Keiner wird sagen können: Wir haben es nicht kommen sehen. Bereits Ende 1960er Jahre warnten Experten vor einem Rückgang der Dorsch- oder Kablajau-Bestände. Um 1970 brachen die Fänge massiv ein. Bis heute haben sie sich vielerorts nicht erholt. 1968 fing man im Nordostatlantik keine Heringe mehr. 1972 kollabierte der Sardellenfang vor Peru.

Wie viel Fische schwimmen in den Ozeanen?

Doch was sind schon 90 bis 100 Millionen Tonnen gefangener Meerestiere angesichts der riesigen Mengen, die in den Tiefen der Ozeane herumschwimmen? Nur so viel sind es gar nicht. 2009 haben Forscher der University of British Columbia in Kanada die Masse aller Meeresfische geschätzt. Sie kamen auf insgesamt 0,8 bis zwei Milliarden Tonnen. Verglichen mit den Fangmengen holt die Menschheit vier bis zehn Prozent der Fische heraus. Das Problem ist, die Bestände vermehren sich nicht so schnell, wie sie aus dem Meer gefischt werden.

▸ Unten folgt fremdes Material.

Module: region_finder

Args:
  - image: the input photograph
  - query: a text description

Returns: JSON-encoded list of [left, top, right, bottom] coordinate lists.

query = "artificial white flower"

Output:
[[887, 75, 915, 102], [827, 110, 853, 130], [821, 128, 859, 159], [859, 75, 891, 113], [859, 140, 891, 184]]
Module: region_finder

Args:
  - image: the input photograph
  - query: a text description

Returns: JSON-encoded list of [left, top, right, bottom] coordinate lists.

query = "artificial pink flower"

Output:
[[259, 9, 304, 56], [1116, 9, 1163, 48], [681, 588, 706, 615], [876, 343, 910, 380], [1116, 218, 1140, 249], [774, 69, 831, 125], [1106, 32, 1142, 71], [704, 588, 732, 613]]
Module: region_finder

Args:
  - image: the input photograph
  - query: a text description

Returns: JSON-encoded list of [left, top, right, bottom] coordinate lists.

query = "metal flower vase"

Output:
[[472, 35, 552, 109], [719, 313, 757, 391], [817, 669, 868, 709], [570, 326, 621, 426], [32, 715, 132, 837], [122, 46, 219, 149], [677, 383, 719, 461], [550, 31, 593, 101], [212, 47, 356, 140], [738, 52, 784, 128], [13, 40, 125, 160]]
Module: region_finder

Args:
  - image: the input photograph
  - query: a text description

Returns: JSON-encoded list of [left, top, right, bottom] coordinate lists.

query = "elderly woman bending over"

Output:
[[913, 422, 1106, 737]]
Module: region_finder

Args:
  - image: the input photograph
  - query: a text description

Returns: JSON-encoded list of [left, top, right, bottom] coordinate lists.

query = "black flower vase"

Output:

Den Fischen geht es richtig schlecht

Noch bieten die Fischmärkte in aller Welt eine Fülle und Vielfalt an Meeresgetier, die ihresgleichen sucht. Doch damit könnte es in 30 bis 40 Jahren vorbei sein. Wenn man die Meere weiter so intensiv und industriell nutzt, werden sie irgendwann genauso leer sein wie die Mägen vieler Menschen, die auf Fisch als wichtigster Eiweißquelle angewiesen sind.

„Unsere Meere brauchen dringend Erholung, um nicht vor unseren Augen zu kollabieren“, warnt der WWF. Dessen Forderung nach strikt eingehaltenen Fangquoten und längeren Erholungspausen für gefährdete Bestände ist richtig und wichtig. Doch wer hält sich daran? Erst jüngst wurde vermeldet, dass Chinas Fischereiflotte, die größte der Welt, Kurs auf Afrika und die Antarktis nimmt, nachdem die eigenen Küsten leer gefischt sind. Wo soll das nur enden? Ganz einfach: in leeren Ozeanen.